VARESE Arrembaggio, con il corpo e con la mente. Fabrizio Castori comincia dalla conclusione, dal cambio di passo, da un 3-2 importante messaggio biancorosso al campionato: dove osano le aquile, l’egida generale, «senza perderci d’animo dopo lo svantaggio» quella specifica, fino «all’assedio di Fort Apache degli ultimi minuti».

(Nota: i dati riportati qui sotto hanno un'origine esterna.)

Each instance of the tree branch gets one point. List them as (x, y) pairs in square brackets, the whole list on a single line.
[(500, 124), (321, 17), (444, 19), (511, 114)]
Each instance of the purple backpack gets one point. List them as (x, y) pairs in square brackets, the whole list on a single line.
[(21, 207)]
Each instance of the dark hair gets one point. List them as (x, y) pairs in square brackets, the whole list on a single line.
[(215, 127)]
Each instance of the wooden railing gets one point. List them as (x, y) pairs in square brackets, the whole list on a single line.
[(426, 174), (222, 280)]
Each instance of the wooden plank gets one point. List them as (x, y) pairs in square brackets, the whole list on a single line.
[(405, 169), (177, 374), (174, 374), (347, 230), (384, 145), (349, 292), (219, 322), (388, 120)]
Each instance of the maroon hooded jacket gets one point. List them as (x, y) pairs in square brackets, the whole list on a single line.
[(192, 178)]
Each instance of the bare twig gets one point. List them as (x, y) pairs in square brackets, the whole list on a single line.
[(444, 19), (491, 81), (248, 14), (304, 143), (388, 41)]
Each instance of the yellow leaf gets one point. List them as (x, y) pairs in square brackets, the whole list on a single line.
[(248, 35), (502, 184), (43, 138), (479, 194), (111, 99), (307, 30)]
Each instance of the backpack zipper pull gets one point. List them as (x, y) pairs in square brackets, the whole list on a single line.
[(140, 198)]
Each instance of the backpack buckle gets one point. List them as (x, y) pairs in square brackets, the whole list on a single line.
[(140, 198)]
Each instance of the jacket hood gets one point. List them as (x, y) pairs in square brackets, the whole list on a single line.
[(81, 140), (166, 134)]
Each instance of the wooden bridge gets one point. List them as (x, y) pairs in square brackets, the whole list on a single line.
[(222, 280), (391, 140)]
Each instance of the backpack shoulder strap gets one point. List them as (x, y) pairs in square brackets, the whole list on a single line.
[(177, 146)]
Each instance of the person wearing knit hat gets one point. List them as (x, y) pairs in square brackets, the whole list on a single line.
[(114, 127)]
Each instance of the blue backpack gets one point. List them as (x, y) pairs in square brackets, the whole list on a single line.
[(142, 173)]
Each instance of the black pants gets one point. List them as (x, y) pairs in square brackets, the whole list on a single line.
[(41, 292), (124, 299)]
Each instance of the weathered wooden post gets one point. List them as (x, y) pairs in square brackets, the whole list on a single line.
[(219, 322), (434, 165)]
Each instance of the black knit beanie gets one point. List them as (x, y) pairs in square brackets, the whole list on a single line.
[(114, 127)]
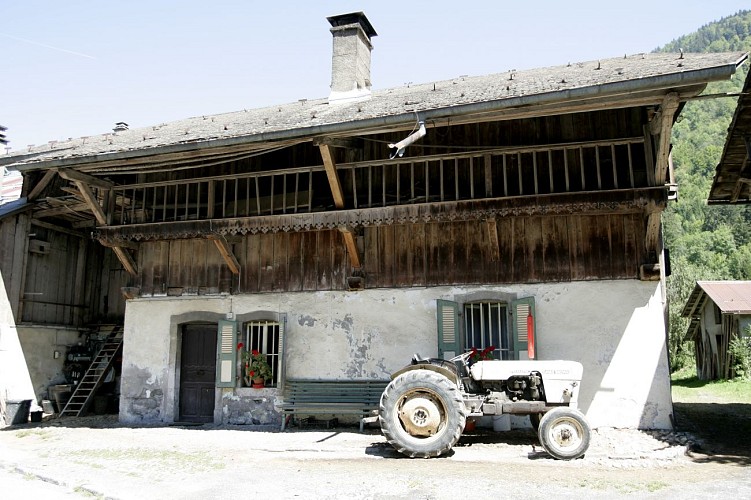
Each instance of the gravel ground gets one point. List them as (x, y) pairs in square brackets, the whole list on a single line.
[(98, 456)]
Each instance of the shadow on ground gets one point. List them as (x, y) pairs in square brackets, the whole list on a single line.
[(724, 431)]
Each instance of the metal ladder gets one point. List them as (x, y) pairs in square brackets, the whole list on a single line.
[(84, 392)]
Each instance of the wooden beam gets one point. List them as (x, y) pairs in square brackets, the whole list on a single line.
[(120, 244), (58, 229), (226, 251), (665, 116), (75, 176), (330, 166), (93, 203), (48, 175), (652, 237), (349, 241), (126, 260), (742, 179), (338, 142), (495, 255)]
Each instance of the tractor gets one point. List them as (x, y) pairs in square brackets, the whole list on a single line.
[(424, 409)]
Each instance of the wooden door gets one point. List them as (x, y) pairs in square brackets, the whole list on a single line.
[(197, 373)]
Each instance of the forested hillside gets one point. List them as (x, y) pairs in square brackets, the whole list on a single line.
[(705, 242)]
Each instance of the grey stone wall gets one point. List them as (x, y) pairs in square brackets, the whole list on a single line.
[(248, 406)]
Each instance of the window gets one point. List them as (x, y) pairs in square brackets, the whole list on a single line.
[(485, 325), (264, 337), (509, 326)]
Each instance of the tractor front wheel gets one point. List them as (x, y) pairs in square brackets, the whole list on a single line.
[(564, 433), (422, 414)]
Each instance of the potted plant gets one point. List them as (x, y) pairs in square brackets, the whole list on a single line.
[(256, 369)]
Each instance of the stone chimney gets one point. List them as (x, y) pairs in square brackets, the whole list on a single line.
[(350, 63)]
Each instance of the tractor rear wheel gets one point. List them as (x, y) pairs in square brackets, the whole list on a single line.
[(422, 414), (564, 433)]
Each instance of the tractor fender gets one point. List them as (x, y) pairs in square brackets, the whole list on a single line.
[(430, 367)]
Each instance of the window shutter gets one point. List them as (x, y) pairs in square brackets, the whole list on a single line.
[(524, 329), (226, 365), (449, 342), (282, 355)]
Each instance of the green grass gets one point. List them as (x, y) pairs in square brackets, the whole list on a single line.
[(687, 388)]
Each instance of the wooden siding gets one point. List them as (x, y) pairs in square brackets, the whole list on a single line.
[(530, 249)]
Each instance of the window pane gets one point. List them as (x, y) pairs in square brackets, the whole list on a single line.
[(486, 324), (263, 336)]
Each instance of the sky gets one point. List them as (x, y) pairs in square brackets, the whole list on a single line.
[(75, 68)]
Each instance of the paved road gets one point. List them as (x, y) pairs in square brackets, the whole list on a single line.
[(61, 461)]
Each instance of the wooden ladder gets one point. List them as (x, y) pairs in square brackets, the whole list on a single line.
[(84, 392)]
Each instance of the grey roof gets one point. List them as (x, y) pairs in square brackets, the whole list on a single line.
[(729, 296), (730, 183), (395, 107)]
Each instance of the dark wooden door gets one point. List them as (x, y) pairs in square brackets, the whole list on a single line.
[(197, 373)]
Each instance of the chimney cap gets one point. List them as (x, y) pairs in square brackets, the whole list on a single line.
[(353, 18)]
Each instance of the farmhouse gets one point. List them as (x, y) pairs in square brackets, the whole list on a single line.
[(339, 236), (719, 313)]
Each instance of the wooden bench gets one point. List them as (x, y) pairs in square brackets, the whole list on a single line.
[(335, 397)]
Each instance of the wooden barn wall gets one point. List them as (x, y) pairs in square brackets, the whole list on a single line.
[(52, 288), (268, 262), (76, 282), (531, 249)]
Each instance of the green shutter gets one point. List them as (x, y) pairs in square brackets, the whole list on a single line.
[(281, 376), (449, 341), (226, 348), (522, 314)]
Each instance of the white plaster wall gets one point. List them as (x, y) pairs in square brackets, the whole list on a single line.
[(15, 382), (615, 328)]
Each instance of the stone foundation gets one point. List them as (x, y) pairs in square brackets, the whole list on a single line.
[(247, 406)]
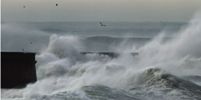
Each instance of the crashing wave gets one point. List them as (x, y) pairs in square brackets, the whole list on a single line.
[(156, 83)]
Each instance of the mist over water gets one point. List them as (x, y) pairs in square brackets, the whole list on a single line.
[(164, 69)]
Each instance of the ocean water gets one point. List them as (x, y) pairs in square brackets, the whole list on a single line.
[(167, 65)]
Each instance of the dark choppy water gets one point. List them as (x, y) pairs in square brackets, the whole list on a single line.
[(167, 67)]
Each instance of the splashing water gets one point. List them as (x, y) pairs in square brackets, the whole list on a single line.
[(156, 72)]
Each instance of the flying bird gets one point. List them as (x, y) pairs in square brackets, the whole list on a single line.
[(101, 24)]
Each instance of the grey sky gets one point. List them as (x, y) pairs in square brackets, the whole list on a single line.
[(96, 10)]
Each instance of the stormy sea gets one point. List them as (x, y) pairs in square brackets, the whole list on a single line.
[(115, 61)]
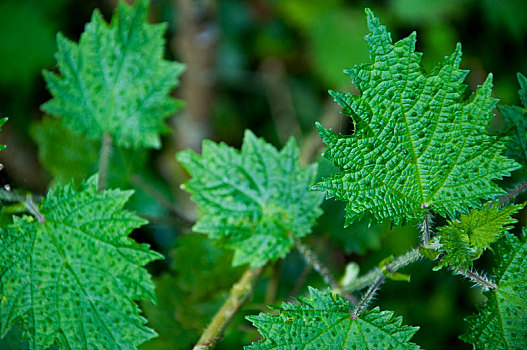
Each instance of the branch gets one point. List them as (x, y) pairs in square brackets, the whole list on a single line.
[(240, 294), (104, 160)]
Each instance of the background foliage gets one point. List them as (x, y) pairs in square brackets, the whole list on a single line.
[(264, 65)]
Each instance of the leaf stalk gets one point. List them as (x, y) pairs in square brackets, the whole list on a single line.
[(104, 160), (239, 295)]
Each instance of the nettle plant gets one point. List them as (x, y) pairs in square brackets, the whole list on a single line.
[(70, 276)]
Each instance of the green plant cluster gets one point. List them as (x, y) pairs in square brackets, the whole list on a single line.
[(420, 154)]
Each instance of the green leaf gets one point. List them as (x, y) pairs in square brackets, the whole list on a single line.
[(501, 322), (72, 276), (465, 239), (194, 289), (324, 322), (254, 201), (516, 119), (115, 79), (417, 143)]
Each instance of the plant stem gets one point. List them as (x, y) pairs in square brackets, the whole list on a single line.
[(368, 296), (104, 160), (479, 280), (374, 275), (425, 227), (240, 294), (311, 259), (516, 191), (272, 285)]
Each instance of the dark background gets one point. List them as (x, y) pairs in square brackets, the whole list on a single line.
[(264, 65)]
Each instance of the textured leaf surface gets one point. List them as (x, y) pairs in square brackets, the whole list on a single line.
[(516, 118), (501, 322), (115, 79), (73, 275), (254, 201), (465, 239), (323, 322), (417, 143)]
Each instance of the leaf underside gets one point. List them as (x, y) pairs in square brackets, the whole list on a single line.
[(254, 201), (465, 239), (323, 322), (72, 277), (115, 79), (417, 143), (501, 322)]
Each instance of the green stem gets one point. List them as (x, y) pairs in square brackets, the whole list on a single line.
[(374, 275), (240, 294), (478, 279), (311, 259), (368, 296), (104, 160), (516, 191)]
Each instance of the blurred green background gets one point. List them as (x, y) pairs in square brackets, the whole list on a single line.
[(264, 65)]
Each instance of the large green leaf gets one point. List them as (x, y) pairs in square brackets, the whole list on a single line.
[(115, 79), (72, 275), (417, 143), (254, 201), (324, 321), (501, 322)]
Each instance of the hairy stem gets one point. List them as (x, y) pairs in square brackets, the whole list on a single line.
[(240, 294), (374, 275), (311, 259), (478, 279), (104, 160), (272, 285), (516, 191), (426, 227), (32, 208), (368, 296)]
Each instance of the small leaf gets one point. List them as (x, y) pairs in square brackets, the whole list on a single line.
[(254, 201), (501, 323), (115, 79), (464, 240), (72, 276), (324, 321), (417, 143)]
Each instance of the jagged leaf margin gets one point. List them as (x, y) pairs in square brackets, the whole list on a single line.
[(72, 276), (254, 201), (501, 322), (324, 321), (115, 79), (516, 119), (417, 143), (465, 239)]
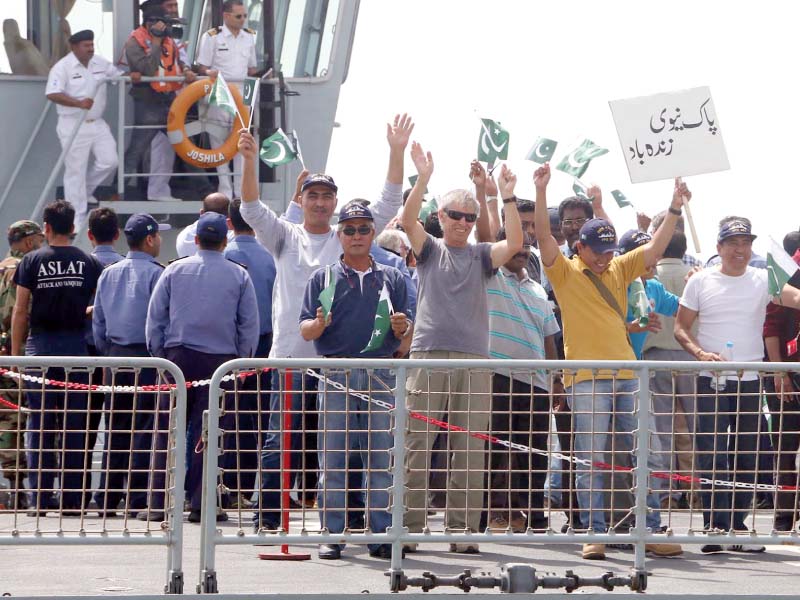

«Coraggio e volontà» Abnegazione premiata: «Sotto di un gol bisognava giocare il tutto per tutto, dovevamo imporci con questo atteggiamento. Se vuoi fare i playoff devi rischiare. Chiaro, con lo schieramento della fine non puoi farci una partita, ma una fase per rincorrere l’obiettivo sì. Sul 2-2, con cinque attaccanti, non puoi neanche tornare indietro, altrimenti rischi di consegnarti agli avversari». Un Varese-Brescia da mille e una notte, dai mille significati: «Una vittoria del gruppo, di una squadra che l’ha fortemente voluta. E’ un piacere allenare queste persone, è bello trasmettere loro i miei valori».

La partenza a gambero, ha sorpreso ma non steso: «Lo sapevamo… sapevamo che erano forti, soprattutto sulle palle inattive». Proseguendo, altre luci: «Superati anche i punti interrogativi sulla tenuta, il recupero di pochi minuti con il Grosseto non era attendibile». L’impatto di Odu e Scapuzzi, tra poco microfono alla mano: «Eccellente. La partita si prestava anche alle loro caratteristiche, loro sono da metà

campo in avanti. Odu lo si conosceva di più, sono contento si siano apprezzate queste qualità di Scapuzzi». Infine una dedica, Castori a nome del Varese tutto: «A Davide Croci, un nostro tifoso mancato da poco». Era di Casciago e si è sentito male durante lo scorso campionato, appena tornato a casa dal Franco Ossola. Non più ripresosi, è scomparso lo scorso 31 dicembre.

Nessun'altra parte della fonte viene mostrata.